Interesting @vesparny , I suppose cachedAddresses in there is the object you store in the AsyncStorage, right?

This will work, however I would find it preferable to make use of database-like engine instead of AsyncStorage, which I believe is a key-value storage, right?

The indexed db in this case would allow for more complex queries to be performed more efficiently. Correct me if I'm wrong, but I think that you're loading all the user's txs in memory here. If that's the case it might work fine for simple wallets, but will become increasingly costly as the wallet usage increases.

But regarding this feature, I'd also like to hear from @KayBeSee as I noted this line in the features in the readme file:

Stateless: There is no database. The app is populated from a password encrypted configuration file

This will of course not be the case if we were to implement this. The possibility of encrypting this data was also raised, but in that case I think we lose the querying capabilities the indexed db would allow for. My question would be, is it really important that the wallet is stateless and doesn't leave a footprint like a tx history? I get it that that's a good privacy bonus, but it would come at odds with usability, what do you guys think?

KayBeSee commented 3 years ago

I would love to store previously queried data on Lily since I am noticing too that it takes a while to startup and load all the transaction history and UTXOs for my wallets.

The most rudimentary way of doing this without modifying too much code would be to store the accountMap object that gets constructed at startup as a JSON or encrypted text file like the config and just load that at the start like the config file.

Once that's loaded then start making network calls starting from "tail" points like the last address with a transaction and addresses with UTXOs connected to them from the previous lookup. Once those points have been scanned then we can dive deeper to older addresses just to make sure no funds have been sent there.

I am leaning towards the AsyncStorage idea just because React-Native uses that as well and so I can reuse a lot of the code for the mobile app.

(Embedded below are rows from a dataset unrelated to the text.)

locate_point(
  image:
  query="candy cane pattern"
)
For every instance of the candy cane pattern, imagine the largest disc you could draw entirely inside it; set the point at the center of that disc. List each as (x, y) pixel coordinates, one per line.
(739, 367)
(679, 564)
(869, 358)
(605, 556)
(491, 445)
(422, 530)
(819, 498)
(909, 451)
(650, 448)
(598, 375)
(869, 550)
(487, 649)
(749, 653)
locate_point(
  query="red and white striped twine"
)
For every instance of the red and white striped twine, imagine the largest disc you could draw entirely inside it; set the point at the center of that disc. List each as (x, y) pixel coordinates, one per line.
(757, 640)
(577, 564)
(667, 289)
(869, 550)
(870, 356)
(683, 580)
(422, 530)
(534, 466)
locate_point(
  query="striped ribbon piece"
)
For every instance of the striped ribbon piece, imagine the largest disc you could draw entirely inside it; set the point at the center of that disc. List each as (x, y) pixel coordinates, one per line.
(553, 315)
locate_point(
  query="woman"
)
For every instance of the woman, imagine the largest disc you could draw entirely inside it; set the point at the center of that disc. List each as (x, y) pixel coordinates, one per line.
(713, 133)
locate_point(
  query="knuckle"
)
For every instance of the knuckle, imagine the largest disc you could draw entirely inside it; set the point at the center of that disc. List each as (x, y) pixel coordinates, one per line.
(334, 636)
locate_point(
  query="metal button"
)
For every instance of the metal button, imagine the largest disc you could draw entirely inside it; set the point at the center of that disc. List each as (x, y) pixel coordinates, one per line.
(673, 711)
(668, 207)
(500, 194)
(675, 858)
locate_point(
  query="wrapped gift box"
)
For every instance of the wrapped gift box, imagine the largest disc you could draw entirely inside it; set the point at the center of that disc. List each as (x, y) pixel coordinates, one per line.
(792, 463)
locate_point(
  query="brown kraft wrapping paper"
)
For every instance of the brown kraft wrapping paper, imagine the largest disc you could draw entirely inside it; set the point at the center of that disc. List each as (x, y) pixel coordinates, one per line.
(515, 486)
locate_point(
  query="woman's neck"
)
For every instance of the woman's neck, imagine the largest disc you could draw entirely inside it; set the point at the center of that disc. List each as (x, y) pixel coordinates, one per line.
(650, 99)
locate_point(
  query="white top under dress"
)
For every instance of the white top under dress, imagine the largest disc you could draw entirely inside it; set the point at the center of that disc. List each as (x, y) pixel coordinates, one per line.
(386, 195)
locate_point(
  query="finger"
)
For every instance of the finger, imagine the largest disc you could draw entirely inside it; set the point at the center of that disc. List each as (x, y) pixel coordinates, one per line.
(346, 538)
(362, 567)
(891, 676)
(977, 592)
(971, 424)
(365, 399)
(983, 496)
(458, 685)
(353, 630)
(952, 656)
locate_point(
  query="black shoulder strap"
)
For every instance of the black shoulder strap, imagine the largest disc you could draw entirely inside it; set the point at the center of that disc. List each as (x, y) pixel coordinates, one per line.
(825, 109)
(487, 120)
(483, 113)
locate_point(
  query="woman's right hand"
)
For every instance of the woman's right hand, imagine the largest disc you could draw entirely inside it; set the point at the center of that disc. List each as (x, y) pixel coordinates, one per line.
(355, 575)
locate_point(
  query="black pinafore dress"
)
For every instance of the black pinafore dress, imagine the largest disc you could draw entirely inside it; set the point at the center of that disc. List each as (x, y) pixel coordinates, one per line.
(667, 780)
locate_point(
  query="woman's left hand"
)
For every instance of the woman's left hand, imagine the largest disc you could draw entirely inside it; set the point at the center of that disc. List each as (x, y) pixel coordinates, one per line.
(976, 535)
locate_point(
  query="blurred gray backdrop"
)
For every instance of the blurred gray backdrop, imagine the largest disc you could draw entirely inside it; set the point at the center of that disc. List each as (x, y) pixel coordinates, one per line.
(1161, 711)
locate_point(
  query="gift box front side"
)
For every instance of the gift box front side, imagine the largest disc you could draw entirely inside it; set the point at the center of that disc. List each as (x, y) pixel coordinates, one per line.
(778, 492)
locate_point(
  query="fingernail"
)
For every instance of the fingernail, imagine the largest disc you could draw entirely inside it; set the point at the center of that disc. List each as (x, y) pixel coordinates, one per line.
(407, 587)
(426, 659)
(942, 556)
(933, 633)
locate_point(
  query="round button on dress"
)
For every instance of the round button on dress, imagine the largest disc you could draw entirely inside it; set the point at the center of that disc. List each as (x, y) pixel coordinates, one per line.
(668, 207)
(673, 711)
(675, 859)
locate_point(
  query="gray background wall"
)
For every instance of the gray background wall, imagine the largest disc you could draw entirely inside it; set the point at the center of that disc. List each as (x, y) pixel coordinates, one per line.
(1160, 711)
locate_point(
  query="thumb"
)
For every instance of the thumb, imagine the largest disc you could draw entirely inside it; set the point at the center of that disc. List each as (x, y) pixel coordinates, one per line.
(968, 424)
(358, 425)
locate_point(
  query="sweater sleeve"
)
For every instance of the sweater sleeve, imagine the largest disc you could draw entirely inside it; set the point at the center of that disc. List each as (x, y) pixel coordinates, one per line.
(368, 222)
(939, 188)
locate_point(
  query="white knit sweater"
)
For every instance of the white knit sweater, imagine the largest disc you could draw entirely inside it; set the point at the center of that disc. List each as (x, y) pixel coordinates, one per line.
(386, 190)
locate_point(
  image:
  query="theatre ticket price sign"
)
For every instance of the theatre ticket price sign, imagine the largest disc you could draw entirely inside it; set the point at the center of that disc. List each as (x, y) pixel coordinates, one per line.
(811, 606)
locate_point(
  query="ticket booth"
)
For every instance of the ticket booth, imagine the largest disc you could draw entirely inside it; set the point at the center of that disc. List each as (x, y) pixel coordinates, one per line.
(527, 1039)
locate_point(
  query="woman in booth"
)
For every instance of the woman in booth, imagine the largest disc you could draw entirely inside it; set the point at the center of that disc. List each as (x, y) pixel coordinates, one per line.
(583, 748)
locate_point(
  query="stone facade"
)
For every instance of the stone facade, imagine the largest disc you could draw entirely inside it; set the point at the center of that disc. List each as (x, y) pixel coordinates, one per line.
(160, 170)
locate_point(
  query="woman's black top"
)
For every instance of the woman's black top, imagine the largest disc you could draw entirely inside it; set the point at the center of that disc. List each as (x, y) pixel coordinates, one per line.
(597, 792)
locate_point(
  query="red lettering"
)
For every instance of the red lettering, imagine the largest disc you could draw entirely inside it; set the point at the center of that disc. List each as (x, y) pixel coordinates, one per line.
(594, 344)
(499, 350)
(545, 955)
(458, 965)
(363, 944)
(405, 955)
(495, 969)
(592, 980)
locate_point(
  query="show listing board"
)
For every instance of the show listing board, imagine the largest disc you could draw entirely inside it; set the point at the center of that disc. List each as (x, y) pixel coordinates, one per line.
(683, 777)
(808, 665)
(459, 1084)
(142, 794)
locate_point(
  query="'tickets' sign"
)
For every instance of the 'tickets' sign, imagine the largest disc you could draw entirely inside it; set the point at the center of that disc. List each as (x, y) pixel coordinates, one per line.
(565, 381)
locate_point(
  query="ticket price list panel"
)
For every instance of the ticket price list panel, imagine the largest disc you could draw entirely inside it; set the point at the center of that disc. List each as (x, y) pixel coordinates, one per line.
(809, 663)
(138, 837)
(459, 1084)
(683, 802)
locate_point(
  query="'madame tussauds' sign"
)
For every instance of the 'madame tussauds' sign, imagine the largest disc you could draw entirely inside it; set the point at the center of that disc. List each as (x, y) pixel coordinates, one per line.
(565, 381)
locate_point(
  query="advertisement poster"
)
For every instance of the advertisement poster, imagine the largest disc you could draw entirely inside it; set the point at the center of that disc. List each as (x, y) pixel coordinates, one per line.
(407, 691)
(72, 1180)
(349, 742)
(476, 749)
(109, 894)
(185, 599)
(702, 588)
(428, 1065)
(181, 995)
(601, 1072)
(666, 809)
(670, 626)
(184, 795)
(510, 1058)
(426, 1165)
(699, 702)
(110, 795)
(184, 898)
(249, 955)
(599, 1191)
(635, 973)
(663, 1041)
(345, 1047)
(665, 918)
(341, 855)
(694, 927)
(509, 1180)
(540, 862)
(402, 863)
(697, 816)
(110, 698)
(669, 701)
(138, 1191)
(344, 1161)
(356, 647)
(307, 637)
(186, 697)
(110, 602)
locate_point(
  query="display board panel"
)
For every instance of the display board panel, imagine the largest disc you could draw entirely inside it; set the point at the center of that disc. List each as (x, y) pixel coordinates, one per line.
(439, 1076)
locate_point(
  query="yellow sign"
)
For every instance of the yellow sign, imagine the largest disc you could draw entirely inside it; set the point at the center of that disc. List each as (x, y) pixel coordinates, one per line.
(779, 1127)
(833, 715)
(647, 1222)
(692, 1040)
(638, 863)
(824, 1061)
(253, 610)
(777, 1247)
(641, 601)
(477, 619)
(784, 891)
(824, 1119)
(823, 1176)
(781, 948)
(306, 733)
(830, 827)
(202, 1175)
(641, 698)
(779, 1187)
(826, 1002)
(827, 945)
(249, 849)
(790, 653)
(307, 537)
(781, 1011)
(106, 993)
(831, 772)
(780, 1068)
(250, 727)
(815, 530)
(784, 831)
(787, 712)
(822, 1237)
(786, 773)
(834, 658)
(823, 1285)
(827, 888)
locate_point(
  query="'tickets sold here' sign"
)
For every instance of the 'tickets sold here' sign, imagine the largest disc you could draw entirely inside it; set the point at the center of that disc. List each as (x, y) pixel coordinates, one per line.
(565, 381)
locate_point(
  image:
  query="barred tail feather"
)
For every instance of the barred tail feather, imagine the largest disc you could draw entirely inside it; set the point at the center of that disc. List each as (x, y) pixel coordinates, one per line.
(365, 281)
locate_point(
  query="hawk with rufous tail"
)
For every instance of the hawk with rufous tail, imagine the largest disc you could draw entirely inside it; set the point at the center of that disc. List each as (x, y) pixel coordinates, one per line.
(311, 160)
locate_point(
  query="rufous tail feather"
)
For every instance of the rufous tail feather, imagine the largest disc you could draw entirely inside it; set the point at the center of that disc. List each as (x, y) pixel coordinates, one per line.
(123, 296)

I could be persuaded to use a more robust database solution though. What kind of queries would we need an indexed db over just a file?

vesparny commented 3 years ago

@bilthon yes exactly, it's just an array of addresses and their corresponding indexes, nothing fancy. I didn't need any particular query so I just store everything in the async storage. So far handles hundreds of addresses in milliseconds. No big deal

KayBeSee commented 3 years ago

Still working towards this but holding off for now since querying Electrum is 10x as fast for startup now. Probably makes sense to couple with #59 still.